Two distinct types of speech recognition in this specification are personal speech recognition and generic speech recognition. A personal speech recognition system, for instance a mobile phone speech recognition system, is characterized in that the personal speech model used is specific to the user and has been adapted by the user through training. Initial training is performed during a first use of the personal system and training continues during normal use of the personal system. A personal speech model comprises unique sets of electronic characteristics for the acoustic model and a unique language model for the words formed from combinations of unique basic sound units. A shared speech recognition system for example for a car or telephony system uses a generic speech model comprising averages of language and acoustic models collected from a large sample of users.
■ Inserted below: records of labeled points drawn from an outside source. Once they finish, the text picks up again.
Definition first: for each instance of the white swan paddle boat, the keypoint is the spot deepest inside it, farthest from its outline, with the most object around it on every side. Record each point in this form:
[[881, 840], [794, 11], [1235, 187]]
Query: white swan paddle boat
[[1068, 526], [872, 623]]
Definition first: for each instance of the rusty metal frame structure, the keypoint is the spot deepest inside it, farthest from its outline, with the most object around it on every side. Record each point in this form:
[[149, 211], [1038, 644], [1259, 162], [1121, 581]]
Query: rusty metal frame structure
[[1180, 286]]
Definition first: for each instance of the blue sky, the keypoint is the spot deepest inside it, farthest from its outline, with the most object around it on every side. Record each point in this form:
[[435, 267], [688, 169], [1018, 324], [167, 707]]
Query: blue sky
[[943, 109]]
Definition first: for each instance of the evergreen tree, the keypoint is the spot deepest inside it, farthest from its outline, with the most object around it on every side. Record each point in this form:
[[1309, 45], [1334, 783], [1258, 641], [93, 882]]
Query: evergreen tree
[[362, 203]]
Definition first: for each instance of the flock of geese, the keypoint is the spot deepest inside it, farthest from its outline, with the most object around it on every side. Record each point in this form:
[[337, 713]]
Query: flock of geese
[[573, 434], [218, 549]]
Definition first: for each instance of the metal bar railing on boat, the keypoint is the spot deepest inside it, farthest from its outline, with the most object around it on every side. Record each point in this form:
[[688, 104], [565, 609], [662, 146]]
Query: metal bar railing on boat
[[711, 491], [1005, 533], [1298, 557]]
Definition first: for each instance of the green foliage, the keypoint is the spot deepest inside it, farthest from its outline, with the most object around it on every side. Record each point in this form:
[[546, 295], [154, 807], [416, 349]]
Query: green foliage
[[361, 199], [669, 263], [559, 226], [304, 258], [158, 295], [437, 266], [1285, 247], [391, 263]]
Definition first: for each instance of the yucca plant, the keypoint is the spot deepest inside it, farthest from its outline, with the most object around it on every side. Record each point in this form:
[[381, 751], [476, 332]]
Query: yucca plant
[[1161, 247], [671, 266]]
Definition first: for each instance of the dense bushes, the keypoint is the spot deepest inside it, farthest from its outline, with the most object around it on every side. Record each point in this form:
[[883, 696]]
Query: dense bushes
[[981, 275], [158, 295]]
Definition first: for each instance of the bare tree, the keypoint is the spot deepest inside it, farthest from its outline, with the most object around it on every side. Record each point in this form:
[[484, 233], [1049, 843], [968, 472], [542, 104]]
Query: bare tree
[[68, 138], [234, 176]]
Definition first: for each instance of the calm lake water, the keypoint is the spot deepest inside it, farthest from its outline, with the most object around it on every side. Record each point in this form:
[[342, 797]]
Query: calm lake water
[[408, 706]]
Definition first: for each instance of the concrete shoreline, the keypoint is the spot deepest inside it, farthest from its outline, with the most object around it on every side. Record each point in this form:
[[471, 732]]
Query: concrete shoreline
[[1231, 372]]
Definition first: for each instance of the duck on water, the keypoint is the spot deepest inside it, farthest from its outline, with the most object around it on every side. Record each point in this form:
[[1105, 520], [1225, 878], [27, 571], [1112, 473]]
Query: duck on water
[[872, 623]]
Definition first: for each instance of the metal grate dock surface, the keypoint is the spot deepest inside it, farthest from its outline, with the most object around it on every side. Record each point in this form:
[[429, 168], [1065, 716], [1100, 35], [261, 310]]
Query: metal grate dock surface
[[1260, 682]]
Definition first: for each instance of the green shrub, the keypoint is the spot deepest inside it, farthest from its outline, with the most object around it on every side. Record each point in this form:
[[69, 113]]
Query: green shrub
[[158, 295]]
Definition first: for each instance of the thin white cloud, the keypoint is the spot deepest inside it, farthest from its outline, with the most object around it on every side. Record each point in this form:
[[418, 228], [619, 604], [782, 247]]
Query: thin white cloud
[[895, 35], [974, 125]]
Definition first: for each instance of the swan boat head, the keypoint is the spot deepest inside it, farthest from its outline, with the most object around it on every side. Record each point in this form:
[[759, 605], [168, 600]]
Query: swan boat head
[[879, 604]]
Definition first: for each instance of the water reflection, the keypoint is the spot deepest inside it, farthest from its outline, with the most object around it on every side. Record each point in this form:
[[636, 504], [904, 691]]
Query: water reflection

Generic speech recognition can use generic speech models because it typically has more powerful memory and processing resources at its disposal and can store and process much greater volumes of data than a personal system.
A known generic speech recognition system in a telephony interactive voice response system (IVR) stores personal speech models where each personal speech model is selected based on the telephone number of the user and each personal speech model is trained by the user. But training is not a desired feature of IVRs as telephony users are not as technically tolerant as personal speech recognition users and they demand seamless speech recognition or no speech recognition at all. Moreover telephony speech recognition users would not like to train both a personal speech model on a desktop and a generic speech model on a shared IVR.
It would be advantageous to have a generic speech model in an IVR that benefits from personal speech models.